How lawyers can help with real estate purchases

Lawyers can serve as bargaining agents

By TheLaw.TV

The buying or selling of a home is for many individuals the single most expensive purchase or sale of an individual's life. Individuals routinely fork over six (6) or seven (7) percent of the sale price to real estate agents -- but then fail to spend a few hundred dollars on the services of a lawyer. While one is not legally required to have a lawyer during the process of buying and selling a home, it should be remembered that it is not legally required to have a real estate agent either -- and, often, a lawyer is a much better bargain than an agent.

Lawyers can be helpful from the very start of a residential real estate transaction. Whether one is buying or selling a house, an investment property where the owner will be landlord and rent out the premises to a tenant, a condominium, or even applying to a Homeowners' Association, a lawyer may be able to prevent some easy and expensive mistakes.

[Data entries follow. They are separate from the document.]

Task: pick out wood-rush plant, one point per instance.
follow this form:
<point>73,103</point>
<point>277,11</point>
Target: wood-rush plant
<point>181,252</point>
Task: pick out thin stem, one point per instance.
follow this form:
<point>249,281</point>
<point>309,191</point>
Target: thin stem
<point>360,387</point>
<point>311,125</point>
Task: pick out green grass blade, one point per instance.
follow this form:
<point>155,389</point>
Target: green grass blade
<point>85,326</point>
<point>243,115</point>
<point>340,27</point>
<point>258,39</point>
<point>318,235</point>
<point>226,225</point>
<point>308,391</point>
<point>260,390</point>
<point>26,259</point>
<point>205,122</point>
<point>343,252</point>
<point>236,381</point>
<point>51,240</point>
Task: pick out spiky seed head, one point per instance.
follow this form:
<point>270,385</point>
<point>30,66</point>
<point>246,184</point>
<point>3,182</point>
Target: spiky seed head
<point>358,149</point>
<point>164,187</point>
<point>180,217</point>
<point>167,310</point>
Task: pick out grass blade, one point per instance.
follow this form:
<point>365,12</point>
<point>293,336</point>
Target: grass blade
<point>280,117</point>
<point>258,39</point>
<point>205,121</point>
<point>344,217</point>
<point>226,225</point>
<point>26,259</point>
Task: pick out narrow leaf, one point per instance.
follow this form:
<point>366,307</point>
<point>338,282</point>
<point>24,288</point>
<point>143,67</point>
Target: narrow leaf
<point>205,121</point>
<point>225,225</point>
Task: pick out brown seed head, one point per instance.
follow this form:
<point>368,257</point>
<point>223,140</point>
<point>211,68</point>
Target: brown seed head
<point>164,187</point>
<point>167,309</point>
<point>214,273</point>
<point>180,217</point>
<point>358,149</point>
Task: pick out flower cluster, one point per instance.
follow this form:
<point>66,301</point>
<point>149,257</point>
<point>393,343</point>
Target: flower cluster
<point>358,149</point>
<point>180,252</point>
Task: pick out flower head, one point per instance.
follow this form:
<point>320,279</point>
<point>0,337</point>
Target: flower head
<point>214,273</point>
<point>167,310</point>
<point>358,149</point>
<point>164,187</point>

Real estate transactions are different under the law in most states than other purchases. First, real estate contracts typically must be in writing. While oral contracts suffice for a number of other transactions -- the statute of frauds typically prevents not only oral contracts for residential real estate, but even prevents oral modification of written real estate contracts. Further, sellers have some mandatory disclosure provisions in residential real estate that do not exist elsewhere. Navigating the sometimes dizzying array of contingencies, deadlines, fees, liens, foreclosures, titles, property taxes, zoning, and mortgage restrictions and options can also be challenging without the services of a lawyer. Similarly, in the area of landlord and tenant law, issues surrounding what words in an advertisement can give rise to a cause of action under the Fair Housing Act, what terms must be included in a lease, how a landlord should handle a security deposit -- including what can and can't be deducted and the timing of when it must be returned to the tenant, and how the process of eviction works, can be made clearer by a lawyer who specializes in real estate issues.